19 August 2007 - Peace Now and the Heftsiba collapse
Recently, the Heftsiba construction company, one of Israel’s most important real estate developers, collapsed amidst allegations of fraud and mismanagement. Hundreds of people who paid for apartments in new developments have now been left in the lurch, and some have even tried breaking into their unfinished units in the hope that living inside their investments would save them from being lost.
The story of how and why Heftsiba failed is probably a complex one, and the authorities are investigating charges of wrongdoing. But a new theory is doing the rounds among Israeli settlers. Peace Now, the story goes, caused Heftsiba to collapse when it brought a successful court injunction against a Heftsiba construction project in the West Bank which violated zoning restrictions.
To Israelis on the right of the political spectrum, this is a classic case of left-wing activists damaging the country, and the rights of Israelis, for purely ideological and self-interested reasons. To Israelis on the left, the Heftsiba collapse—if indeed it was indirectly caused by Peace Now—should serve as a warning to Israelis and Israeli companies that the days of “anything goes” in the territories are over.
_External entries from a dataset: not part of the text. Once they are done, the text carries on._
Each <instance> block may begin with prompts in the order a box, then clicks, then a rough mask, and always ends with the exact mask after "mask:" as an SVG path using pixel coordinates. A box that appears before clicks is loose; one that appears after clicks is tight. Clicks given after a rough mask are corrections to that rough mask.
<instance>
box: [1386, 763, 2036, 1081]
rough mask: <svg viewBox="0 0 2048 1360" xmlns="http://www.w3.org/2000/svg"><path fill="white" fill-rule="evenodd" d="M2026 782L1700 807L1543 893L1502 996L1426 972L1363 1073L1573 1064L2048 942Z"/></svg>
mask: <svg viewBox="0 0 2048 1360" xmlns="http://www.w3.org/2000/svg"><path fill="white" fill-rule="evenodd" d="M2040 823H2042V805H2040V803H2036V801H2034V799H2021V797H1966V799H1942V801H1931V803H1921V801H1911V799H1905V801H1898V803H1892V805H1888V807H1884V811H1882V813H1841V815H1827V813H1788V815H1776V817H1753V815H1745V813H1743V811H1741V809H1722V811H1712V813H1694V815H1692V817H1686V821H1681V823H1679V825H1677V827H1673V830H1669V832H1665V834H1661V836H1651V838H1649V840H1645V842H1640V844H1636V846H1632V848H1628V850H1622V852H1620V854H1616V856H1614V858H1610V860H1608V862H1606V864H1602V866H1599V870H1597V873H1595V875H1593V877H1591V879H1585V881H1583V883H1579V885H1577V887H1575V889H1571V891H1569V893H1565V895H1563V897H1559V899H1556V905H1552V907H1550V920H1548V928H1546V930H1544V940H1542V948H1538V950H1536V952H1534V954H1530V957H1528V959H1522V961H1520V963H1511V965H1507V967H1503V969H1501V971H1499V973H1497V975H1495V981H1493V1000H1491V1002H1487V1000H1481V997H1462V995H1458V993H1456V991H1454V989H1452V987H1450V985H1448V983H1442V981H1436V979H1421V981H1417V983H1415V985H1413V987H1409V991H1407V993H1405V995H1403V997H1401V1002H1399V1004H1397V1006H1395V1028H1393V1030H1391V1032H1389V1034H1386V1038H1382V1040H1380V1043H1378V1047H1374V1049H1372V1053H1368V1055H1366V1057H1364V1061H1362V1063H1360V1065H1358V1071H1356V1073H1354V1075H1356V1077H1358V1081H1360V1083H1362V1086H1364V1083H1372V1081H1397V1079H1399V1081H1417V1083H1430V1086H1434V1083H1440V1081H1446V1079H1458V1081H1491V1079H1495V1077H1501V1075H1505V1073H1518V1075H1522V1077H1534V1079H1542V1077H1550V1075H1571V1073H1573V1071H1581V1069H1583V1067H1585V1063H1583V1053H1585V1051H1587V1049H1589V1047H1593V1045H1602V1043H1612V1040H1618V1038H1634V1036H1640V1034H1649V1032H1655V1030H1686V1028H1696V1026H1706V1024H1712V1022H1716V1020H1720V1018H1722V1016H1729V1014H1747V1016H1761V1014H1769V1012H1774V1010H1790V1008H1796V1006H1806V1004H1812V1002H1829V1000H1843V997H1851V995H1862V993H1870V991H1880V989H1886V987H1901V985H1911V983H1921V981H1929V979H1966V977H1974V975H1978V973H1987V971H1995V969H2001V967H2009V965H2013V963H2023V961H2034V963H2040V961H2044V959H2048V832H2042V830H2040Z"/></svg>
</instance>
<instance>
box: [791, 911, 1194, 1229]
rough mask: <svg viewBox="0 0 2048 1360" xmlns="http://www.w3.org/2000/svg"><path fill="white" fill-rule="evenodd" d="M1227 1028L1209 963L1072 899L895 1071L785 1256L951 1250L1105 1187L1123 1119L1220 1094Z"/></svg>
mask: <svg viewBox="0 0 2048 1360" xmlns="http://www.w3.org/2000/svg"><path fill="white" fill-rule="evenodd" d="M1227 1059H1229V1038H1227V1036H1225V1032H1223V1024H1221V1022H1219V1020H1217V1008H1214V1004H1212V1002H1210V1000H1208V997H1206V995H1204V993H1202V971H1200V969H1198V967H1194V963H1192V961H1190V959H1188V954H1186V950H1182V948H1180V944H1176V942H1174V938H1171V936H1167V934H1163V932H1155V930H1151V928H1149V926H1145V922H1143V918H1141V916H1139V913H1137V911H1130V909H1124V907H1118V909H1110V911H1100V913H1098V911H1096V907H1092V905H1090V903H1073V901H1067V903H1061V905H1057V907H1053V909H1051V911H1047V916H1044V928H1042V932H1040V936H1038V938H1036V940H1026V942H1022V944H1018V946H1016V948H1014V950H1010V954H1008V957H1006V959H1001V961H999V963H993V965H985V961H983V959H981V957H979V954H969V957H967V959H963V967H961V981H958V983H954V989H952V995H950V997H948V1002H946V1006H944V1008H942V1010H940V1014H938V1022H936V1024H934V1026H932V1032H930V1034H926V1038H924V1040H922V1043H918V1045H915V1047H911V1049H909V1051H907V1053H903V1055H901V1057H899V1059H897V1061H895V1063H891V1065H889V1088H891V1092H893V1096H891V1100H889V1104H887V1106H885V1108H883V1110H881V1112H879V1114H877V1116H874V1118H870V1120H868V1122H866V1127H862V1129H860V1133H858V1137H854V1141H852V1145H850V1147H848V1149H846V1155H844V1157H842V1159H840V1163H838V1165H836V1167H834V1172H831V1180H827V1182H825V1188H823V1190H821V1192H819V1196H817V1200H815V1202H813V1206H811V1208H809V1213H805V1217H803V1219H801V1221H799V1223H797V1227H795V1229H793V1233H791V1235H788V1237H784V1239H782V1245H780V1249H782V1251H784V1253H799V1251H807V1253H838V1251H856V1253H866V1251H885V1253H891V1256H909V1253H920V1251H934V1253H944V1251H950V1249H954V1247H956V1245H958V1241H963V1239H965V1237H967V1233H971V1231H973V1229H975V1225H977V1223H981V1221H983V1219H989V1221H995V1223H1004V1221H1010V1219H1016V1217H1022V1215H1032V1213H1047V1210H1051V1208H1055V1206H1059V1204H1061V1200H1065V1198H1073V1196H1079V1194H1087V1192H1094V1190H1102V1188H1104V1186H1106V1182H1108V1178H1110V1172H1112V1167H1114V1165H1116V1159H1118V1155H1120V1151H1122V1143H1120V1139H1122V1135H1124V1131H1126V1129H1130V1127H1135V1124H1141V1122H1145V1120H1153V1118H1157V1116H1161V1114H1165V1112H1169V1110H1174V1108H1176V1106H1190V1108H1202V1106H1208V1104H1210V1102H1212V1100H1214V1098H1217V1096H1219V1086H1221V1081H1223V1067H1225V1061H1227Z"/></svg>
This has the makings of a great, tragic political drama. All the various factions in Israel are involved, from the left-wing activists to the Haredim to the Russian tycoons. The Palestinians of Bil’in are there, and the new settlers of Modi’in Illit, and with them all the yearnings and recriminations of the conflict. It would be entertaining—if hundreds of families were not in danger of losing their homes.